We are now beginning to understand that transgenerational plasticity along with other forms of non-genetic inheritance, like cultural inheritance (transgenerational transmission of behaviors and ideas) and maternal/paternal effects (pre- and post-natal conditions of parents and its effects on developing offspring), may be important in ecological and evolutionary processes. Our strictly Darwinian Modern Synthesis may fall short. The environment does affect the traits passed onto offspring and the experience of our parents can affect our own, perhaps providing a “fast-track” way to evolve adaptively in response to the environment.
Conversely, we are now beginning to understand the potential downsides to this plasticity. What if your parents hand you a screwdriver, but the world has changed so that now there are only nails? There is a possibility for TGP to be maladaptive too (Ghalambor et al., 2015). This possibility may be particularly important in our rapidly changing modern world. Will TGP rescue species or accelerate their downfall in the face of climate change and other human induced changes?
Either way, it seems that TGP may be important.

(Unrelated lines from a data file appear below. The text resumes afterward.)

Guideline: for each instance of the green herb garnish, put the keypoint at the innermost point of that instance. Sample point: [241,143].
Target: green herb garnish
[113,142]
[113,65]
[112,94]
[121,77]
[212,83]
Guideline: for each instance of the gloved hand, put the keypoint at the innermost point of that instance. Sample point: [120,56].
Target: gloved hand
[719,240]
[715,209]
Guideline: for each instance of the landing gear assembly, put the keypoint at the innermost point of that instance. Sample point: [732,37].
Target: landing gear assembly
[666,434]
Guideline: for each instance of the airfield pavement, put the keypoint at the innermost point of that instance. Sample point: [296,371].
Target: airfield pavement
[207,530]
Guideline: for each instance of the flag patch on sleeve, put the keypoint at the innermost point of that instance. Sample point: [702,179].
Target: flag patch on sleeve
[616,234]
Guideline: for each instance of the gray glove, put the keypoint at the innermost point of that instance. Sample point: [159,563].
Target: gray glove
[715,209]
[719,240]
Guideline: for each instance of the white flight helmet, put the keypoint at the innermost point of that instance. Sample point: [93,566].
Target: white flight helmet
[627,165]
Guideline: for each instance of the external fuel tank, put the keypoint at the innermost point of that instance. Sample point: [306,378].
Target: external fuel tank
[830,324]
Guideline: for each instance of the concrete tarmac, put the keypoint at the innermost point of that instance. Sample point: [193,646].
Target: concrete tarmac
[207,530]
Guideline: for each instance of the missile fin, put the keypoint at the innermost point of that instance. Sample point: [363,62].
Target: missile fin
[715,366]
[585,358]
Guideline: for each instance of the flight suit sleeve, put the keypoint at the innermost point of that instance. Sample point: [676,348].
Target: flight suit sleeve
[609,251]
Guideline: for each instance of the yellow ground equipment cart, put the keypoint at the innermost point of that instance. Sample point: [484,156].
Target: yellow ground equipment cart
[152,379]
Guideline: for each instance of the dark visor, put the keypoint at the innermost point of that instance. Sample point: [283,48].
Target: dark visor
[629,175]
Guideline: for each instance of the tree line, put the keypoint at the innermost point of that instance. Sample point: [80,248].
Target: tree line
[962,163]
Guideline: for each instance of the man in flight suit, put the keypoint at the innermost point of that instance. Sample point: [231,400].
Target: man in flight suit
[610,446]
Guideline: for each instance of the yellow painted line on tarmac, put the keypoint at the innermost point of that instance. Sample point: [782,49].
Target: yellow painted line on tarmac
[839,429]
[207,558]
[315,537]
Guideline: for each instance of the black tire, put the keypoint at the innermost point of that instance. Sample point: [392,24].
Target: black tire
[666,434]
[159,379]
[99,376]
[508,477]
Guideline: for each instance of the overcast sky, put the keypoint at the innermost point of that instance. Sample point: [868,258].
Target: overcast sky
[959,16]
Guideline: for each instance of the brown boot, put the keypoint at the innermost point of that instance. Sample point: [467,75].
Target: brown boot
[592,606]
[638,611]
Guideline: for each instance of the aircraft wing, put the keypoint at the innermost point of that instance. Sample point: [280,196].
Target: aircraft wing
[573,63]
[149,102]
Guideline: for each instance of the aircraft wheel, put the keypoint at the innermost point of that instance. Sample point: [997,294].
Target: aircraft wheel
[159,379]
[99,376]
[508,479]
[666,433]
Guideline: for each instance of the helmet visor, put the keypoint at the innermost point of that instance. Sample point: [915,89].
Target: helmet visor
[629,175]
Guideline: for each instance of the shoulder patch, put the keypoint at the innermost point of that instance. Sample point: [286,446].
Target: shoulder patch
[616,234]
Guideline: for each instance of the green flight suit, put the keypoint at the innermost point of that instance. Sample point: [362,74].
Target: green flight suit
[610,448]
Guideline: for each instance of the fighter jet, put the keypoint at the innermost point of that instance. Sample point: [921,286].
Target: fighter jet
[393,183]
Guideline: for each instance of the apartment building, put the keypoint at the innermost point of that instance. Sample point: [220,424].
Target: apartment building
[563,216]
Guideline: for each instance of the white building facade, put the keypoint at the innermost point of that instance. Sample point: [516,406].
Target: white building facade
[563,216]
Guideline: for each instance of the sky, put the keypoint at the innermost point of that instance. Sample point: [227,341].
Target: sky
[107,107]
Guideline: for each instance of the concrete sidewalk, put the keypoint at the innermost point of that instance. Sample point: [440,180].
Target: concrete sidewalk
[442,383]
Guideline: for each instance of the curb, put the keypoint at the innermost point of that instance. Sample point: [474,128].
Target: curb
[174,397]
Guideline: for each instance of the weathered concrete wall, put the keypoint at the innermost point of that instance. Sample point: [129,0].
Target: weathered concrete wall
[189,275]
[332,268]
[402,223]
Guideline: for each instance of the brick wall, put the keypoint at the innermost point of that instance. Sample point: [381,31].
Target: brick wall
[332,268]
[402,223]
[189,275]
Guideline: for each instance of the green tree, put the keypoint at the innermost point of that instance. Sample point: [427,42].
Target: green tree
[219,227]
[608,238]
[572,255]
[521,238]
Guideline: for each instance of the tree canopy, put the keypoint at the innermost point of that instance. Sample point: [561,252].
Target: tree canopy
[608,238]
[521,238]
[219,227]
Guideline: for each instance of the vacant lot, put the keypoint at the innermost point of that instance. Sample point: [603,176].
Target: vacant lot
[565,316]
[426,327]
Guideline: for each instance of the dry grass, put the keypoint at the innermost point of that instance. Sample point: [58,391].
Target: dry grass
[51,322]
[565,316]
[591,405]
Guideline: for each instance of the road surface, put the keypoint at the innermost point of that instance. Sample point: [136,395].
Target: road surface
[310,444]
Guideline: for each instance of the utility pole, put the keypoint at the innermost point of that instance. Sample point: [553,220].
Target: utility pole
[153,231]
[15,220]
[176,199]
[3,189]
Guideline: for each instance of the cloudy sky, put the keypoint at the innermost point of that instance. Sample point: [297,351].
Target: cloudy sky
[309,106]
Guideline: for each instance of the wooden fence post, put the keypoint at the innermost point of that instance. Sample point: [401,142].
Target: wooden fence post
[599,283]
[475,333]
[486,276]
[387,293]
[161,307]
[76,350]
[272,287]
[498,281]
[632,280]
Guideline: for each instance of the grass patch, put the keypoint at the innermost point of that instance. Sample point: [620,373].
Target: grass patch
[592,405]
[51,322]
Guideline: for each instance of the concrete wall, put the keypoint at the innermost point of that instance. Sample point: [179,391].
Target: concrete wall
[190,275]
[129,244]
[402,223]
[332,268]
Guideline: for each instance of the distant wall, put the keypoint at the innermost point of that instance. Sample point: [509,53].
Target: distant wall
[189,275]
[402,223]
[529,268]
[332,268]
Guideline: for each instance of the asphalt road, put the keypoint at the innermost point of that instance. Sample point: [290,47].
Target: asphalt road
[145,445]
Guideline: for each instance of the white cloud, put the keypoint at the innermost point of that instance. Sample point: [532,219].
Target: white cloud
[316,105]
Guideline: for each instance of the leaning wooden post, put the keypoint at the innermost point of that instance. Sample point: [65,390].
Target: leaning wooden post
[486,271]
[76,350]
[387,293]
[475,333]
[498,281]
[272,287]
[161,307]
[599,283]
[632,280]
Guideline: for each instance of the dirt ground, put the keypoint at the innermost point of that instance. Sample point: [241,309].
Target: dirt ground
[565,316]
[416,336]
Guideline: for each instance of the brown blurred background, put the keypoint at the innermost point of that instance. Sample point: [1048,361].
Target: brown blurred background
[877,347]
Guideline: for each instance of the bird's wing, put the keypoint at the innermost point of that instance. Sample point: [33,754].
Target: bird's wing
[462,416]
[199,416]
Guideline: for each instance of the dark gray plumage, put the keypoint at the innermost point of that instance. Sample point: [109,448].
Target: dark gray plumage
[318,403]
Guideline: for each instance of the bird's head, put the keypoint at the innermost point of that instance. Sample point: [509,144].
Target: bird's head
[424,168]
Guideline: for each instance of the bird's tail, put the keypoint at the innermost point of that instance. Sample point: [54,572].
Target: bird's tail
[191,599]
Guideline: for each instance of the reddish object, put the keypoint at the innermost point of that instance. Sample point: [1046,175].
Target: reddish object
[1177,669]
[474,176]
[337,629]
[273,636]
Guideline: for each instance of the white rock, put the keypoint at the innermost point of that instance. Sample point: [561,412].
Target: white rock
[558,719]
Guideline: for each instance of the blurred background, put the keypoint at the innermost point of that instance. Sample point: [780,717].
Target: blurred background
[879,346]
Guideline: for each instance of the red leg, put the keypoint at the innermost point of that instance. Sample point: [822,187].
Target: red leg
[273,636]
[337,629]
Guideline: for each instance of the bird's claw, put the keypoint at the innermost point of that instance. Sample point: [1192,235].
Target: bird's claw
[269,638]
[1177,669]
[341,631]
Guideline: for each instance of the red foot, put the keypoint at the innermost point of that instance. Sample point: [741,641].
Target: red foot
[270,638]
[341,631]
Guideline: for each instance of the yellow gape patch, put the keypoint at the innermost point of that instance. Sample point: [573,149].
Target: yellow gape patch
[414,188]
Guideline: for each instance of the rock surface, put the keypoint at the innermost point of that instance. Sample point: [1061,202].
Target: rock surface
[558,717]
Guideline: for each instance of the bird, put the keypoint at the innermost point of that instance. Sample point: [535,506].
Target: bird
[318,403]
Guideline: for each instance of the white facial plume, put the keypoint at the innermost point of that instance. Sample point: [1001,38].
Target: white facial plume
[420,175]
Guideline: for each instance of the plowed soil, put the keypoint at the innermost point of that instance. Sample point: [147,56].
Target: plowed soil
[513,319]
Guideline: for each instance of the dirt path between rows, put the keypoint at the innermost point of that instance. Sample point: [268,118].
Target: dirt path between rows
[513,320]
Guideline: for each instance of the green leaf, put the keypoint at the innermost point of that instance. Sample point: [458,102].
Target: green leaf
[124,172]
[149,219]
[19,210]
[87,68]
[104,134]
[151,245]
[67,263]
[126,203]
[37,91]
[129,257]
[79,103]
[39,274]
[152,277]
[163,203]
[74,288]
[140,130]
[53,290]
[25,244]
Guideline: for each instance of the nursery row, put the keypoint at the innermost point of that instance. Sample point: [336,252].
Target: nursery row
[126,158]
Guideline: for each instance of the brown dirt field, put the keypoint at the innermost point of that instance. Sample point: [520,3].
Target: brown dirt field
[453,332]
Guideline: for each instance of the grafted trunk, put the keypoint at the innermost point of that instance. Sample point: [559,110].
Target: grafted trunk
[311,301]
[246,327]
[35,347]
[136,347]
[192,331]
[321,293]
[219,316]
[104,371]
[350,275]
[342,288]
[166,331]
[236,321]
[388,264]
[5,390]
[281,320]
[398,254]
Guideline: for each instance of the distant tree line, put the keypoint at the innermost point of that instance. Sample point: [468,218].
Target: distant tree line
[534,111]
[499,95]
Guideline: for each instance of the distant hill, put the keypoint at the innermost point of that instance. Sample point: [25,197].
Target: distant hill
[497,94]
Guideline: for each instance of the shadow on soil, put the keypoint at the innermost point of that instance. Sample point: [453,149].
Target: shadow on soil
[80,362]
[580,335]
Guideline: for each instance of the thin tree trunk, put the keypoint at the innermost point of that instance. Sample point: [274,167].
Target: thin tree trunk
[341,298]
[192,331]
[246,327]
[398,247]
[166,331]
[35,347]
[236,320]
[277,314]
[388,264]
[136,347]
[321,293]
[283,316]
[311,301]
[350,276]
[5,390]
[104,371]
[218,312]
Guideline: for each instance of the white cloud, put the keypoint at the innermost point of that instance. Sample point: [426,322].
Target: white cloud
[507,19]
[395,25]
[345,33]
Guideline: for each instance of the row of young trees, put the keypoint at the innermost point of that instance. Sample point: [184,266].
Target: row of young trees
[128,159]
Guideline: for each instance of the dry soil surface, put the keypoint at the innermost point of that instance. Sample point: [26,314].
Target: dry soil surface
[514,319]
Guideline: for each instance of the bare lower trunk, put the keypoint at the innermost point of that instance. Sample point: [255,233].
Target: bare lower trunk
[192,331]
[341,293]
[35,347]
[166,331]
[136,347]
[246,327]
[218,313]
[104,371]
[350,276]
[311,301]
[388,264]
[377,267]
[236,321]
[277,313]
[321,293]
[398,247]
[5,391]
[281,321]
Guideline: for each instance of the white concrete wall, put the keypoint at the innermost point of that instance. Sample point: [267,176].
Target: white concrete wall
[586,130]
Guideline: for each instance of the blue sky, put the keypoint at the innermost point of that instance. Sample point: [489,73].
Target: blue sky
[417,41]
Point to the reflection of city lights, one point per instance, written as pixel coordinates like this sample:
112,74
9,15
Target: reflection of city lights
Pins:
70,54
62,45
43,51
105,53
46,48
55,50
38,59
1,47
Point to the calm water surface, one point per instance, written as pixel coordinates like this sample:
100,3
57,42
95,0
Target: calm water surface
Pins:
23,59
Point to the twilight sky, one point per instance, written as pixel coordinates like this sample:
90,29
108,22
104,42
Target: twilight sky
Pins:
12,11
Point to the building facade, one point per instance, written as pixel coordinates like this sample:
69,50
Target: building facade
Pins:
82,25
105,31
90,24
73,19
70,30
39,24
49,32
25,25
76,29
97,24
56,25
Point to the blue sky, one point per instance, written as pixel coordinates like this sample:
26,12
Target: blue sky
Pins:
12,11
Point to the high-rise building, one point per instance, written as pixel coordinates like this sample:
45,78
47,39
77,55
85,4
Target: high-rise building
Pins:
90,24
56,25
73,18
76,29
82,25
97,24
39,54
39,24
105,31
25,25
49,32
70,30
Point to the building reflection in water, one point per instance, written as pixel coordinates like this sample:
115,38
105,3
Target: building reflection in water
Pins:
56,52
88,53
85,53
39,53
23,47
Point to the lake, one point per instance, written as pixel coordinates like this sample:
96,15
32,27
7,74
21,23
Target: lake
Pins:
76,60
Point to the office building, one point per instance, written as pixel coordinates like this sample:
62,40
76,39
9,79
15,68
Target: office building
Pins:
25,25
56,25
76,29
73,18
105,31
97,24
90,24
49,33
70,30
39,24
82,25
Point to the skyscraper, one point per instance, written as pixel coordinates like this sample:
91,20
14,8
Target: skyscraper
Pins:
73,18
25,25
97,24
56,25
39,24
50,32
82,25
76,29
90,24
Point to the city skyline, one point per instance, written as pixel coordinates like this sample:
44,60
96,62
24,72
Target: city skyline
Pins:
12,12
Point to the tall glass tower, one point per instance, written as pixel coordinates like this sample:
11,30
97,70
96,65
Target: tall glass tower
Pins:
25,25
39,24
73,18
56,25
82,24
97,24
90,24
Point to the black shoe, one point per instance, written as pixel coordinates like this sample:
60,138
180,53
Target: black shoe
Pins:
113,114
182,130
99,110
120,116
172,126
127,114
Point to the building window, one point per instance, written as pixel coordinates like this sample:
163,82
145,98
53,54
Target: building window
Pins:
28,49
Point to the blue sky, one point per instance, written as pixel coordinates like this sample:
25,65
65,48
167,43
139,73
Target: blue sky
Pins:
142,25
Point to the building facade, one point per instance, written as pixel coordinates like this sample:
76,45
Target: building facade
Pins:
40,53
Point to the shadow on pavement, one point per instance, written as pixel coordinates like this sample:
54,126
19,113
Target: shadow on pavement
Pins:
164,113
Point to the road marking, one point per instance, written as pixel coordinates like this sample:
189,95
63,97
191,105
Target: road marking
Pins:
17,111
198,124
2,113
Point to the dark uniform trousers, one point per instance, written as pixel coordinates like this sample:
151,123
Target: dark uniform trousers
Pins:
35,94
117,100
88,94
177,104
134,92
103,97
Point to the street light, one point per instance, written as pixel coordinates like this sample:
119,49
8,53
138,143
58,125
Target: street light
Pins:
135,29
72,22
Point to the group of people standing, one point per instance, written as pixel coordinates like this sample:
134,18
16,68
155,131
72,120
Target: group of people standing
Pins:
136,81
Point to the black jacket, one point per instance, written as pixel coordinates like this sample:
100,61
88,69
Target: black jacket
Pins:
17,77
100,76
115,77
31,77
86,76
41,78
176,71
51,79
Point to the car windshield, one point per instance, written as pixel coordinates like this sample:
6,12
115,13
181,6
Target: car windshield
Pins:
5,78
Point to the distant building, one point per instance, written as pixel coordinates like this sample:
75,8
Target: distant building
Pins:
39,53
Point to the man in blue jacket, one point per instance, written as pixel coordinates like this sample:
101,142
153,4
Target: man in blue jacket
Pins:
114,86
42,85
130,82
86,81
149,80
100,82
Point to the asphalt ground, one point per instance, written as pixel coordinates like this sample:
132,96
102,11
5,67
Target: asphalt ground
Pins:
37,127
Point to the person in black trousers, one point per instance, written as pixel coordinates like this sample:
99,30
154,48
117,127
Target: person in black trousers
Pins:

In fact, a new “Extended Evolutionary Synthesis” is being proposed as an alternative to the traditional “Modern Synthesis” by incorporating these ideas into how we understand evolution (Laland et al., 2015). Lamarck may not have gotten it entirely right, but we now know that there is a Lamarckian twist to our traditional Darwinian inheritance.
Sources:
Agrawal, A. A., Laforsch, C., & Tollrian, R. (1999). Transgenerational induction of defences in animals and plants. Nature, 401(6748), 60–63. http://doi.org/10.1038/43425
Arai, J. A., & Feig, L. A. (2011). Long-lasting and transgenerational effects of an environmental enrichment on memory formation. Brain Research Bulletin, 85(1–2), 30–35. http://doi.org/10.1016/J.BRAINRESBULL.2010.11.003
Ghalambor, C. K., Hoke, K. L., Ruell, E. W., Fischer, E. K., Reznick, D. N., & Hughes, K. A. (2015). Non-adaptive plasticity potentiates rapid adaptive evolution of gene expression in nature. Nature, 525(7569), 372.
Heijmans, B. T., Tobi, E. W., Stein, A. D., Putter, H., Blauw, G. J., Susser, E. S., … Lumey, L. H. (2008). Persistent epigenetic differences associated with prenatal exposure to famine in humans. Proceedings of the National Academy of Sciences, 105(44), 17046–17049. http://doi.org/10.1073/pnas.0806560105
Jablonka, E., & Lamb, M. J. (2008). Soft inheritance: challenging the modern synthesis. Genetics and Molecular Biology, 31(2), 389-395.
Laland, K. N., Uller, T., Feldman, M. W., Sterelny, K., Müller, G. B., Moczek, A., … Odling-Smee, J. (2015). The extended evolutionary synthesis: its structure, assumptions and predictions. Proceedings. Biological Sciences, 282(1813), 20151019. http://doi.org/10.1098/rspb.2015.1019
Mayr, E. (1982). The growth of biological thought: Diversity, evolution, and inheritance. Harvard University Press.